When was the last time you had such a moment?
It was pretty exciting when we investigated how impurities move in the solid and how they influence their environment. This is a quite complex problem and we were able to take microscopic pictures of these so-called polarons for the very first time. These shots show exactly how the environment is modified by these individual impurities and that was a real sensation. Whenever I look at these pictures now, I am just amazed.
Where do you see the MPQ in 2040?
It is quite difficult to look ahead for twenty years. I can hardly say what will happen in the next ten years. Actually, the institute was founded about forty years ago. I was at the institute from time to time during my Ph.D. at the LMU, about 20 years ago, and I got a vague idea of what the institute looked like at that time. However, I am sure that with the new generation of directors the climate at the institute has changed to some extent and new fields of research have been opened up. Twenty years from now in 2040, I will likely be the last of the current generation of directors to retire. I guess that due to the dynamics of our research field, by then the MPQ will be an institute quite different from now and will possibly have a completely different focus. However, I am very confident that quantum physics and quantum optics are topics that will continue to keep us busy in the long term – in research, in industry, and in technology development. Although it will certainly be about questions completely different than the ones, we are asking ourselves today.
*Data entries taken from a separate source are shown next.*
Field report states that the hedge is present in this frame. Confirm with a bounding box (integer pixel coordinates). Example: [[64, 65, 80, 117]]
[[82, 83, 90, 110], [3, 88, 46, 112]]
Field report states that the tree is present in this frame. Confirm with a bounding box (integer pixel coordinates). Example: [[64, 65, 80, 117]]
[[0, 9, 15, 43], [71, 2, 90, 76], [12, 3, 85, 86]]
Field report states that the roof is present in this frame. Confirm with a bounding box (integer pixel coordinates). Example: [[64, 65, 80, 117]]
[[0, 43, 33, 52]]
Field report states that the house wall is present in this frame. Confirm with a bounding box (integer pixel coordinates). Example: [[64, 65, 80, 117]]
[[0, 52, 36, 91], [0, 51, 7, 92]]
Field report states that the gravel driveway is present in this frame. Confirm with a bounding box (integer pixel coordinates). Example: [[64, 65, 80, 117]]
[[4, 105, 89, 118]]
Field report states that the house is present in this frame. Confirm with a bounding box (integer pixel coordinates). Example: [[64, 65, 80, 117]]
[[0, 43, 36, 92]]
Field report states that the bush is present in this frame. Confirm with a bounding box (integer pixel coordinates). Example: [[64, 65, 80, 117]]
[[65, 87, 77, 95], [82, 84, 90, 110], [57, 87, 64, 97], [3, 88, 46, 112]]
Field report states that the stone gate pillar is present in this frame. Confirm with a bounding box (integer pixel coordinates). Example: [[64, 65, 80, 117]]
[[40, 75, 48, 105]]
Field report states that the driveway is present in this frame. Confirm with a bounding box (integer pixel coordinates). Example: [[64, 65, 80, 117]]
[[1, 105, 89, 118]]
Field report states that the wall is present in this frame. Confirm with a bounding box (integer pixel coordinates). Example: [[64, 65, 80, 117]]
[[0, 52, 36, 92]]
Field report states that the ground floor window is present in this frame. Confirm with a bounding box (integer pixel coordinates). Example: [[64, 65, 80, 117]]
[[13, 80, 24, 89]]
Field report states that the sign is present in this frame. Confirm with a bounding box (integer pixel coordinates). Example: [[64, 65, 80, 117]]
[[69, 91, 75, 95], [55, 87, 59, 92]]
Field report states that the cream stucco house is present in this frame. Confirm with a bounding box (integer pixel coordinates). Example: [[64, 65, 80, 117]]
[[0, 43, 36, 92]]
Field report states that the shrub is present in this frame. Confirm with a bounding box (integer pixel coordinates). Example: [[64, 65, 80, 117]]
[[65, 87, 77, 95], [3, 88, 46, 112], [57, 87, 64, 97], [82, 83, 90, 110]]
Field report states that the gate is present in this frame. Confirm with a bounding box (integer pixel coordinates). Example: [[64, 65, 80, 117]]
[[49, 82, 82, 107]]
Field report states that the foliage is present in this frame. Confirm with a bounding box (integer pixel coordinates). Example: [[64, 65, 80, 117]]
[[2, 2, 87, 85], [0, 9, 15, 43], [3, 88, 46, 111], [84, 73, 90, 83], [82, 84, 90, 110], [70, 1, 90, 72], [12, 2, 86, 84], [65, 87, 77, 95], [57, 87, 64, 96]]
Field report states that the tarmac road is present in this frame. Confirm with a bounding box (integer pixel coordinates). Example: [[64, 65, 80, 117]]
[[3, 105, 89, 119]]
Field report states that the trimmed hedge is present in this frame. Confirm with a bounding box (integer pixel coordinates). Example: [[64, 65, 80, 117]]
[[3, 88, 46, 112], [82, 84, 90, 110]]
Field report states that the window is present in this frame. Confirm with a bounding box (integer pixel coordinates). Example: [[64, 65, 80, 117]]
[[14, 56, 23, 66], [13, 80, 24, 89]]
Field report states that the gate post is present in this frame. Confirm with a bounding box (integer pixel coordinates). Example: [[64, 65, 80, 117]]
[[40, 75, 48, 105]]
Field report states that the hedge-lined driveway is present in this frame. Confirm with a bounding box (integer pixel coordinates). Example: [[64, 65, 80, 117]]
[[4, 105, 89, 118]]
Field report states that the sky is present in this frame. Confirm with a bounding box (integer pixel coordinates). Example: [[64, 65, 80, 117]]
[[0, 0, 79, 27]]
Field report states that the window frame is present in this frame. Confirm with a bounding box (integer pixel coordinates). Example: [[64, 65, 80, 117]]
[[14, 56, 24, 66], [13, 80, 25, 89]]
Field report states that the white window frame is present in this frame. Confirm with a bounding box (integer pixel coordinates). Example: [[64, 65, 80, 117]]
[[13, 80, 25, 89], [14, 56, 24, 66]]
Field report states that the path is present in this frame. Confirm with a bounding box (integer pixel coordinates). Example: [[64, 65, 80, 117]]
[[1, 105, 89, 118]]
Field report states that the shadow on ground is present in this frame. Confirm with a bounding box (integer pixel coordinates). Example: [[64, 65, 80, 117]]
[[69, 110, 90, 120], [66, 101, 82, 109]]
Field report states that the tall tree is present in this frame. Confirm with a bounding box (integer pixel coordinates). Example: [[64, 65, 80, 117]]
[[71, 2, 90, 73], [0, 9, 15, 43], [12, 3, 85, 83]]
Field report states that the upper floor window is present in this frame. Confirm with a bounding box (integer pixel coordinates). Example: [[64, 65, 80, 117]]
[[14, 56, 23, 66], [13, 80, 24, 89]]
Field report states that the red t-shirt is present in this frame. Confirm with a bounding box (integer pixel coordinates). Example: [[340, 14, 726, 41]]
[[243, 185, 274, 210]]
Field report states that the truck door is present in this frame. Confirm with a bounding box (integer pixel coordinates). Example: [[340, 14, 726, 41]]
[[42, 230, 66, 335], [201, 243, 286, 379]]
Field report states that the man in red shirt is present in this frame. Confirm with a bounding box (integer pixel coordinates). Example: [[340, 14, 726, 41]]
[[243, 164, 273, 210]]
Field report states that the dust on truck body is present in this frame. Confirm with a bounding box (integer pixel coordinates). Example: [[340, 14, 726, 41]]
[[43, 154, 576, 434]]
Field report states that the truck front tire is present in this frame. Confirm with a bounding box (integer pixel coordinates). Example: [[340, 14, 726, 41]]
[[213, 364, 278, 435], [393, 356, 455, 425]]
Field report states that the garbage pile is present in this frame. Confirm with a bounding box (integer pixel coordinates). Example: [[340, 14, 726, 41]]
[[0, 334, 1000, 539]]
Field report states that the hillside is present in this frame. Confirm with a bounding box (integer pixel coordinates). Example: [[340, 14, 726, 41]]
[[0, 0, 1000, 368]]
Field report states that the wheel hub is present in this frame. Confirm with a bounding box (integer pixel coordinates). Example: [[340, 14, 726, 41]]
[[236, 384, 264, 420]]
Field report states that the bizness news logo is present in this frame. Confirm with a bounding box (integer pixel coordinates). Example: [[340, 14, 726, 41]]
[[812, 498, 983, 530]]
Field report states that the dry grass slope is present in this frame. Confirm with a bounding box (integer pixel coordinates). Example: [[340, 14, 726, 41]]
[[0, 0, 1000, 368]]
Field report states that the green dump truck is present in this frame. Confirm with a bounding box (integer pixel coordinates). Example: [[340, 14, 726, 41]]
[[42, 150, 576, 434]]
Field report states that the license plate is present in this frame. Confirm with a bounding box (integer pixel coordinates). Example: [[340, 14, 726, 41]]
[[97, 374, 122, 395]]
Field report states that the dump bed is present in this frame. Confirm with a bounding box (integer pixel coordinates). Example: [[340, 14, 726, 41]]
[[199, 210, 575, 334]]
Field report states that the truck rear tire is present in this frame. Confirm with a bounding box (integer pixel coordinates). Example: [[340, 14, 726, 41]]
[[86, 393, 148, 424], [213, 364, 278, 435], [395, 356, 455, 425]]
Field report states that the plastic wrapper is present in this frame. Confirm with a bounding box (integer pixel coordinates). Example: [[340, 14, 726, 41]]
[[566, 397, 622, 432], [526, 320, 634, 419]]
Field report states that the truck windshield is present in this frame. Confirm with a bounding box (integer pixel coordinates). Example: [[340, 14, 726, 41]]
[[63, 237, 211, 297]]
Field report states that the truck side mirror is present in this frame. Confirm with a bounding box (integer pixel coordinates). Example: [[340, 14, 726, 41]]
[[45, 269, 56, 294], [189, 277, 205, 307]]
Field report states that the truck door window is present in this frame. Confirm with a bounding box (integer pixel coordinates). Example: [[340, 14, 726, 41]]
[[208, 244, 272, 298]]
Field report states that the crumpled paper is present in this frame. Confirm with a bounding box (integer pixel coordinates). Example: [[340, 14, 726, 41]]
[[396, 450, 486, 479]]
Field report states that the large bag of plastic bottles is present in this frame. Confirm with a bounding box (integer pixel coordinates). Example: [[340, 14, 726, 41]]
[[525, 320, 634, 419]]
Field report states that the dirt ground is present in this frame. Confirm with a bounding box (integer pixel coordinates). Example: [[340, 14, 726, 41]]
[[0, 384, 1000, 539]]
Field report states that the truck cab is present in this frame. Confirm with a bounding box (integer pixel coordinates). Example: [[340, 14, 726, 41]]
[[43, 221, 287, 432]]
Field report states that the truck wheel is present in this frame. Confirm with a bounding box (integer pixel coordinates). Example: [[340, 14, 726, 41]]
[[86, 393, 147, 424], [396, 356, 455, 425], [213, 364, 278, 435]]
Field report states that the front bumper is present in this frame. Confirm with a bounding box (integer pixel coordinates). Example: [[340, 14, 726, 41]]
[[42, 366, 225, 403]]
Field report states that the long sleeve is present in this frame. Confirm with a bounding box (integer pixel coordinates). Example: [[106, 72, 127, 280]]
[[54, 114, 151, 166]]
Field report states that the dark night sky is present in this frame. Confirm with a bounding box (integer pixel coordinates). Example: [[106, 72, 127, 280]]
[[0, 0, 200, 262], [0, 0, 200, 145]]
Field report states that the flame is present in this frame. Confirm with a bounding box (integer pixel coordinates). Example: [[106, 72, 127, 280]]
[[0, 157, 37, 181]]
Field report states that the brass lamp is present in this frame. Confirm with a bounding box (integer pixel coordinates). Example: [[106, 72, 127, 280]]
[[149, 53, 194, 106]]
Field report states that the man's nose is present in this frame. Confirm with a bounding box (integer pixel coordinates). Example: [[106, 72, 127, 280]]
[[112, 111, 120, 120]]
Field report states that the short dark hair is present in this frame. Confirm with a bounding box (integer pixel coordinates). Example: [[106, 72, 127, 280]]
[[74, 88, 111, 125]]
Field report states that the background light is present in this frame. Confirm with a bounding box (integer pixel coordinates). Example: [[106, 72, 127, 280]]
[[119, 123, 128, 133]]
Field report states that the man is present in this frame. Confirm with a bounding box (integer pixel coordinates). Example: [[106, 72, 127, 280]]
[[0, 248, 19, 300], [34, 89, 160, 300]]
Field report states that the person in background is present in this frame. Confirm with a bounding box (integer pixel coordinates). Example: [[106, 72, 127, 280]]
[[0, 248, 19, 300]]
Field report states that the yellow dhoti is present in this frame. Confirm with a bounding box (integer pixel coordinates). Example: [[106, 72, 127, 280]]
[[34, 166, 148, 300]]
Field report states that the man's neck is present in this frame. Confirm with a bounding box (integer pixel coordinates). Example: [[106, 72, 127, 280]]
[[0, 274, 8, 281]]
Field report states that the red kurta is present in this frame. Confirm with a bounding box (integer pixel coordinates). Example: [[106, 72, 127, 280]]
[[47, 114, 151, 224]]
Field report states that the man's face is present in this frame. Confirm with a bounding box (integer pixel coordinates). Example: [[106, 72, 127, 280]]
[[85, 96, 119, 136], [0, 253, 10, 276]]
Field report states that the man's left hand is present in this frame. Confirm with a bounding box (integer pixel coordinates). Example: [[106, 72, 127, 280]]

So, you see a bright future in store for quantum optics?
Yes, absolutely. There is still so much to discover, so many unresolved, important questions. One question that keeps coming up in the context of our research is: how does this ominous high-temperature superconductivity work, which allows materials to frictionless conduct electricity? We hope that we can give some answers to these questions with our controlled experiments. It would be amazing if we could make progress in that field. But this is just one of many challenges. Nevertheless, the results of our work are necessary for other areas as well. For material science, for example, it is important to be able to numerically predict how a material must be structured to obtain certain properties, in terms of conductivity, resistance, magnetism, and also optical properties. These are questions that are extremely important but very difficult to answer. In this respect, our experiments serve as a reference for the theory, which then again can be applied to real materials. According to the motto of Max Planck: "Insight must precede application”, and this is what we're working on at the institute.
Prof. Bloch, thanks a lot for this inspiring conversation!